Controlled ovarian stimulation with various Phenotypes.
AMH and AFC are high in phenotype A and C when compared to B. PCOS women with Phenotype – A are at risk of multi follicular development with more intermediary follicles on the day of trigger and hence have increased risk of Ovarian hyperstimulation syndrome (OHSS). So, they will be benefited by Gonadotropin-releasing hormone (GnRH) agonist trigger which also improves the oocyte quality and freeze all strategy. As Phenotype – B women have lower AMH and AFC than other phenotypes and are resistant PCOS; they require a higher starting dose of gonadotropins.

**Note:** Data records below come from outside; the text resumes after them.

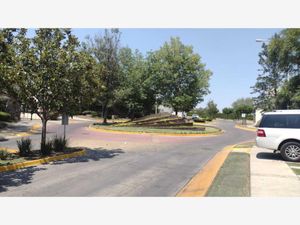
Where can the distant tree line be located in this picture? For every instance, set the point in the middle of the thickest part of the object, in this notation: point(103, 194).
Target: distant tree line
point(53, 73)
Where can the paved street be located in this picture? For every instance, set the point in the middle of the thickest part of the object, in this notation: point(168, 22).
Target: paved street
point(119, 164)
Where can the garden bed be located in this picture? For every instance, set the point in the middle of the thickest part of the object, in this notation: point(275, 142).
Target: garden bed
point(15, 158)
point(163, 130)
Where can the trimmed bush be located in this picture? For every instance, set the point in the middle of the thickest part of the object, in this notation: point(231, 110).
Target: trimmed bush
point(4, 154)
point(47, 148)
point(59, 144)
point(24, 146)
point(4, 116)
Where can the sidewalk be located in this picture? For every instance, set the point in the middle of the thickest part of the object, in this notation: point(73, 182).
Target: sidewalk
point(271, 176)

HA and ovulatory dysfunction have a more negative impact on clinical pregnancy rate (CPR) and live birth rate (LBR) when compared to control group. So, CPR and obstetric outcomes are better with phenotype – D.
Timely identification of these specific phenotypes helps in determining individual treatment strategies and prevent long term health sequale. They also help clinicians to identify women at high risk for Ovarian hyperstimulation syndrome (OHSS) and so can customize therapy and triggering agent.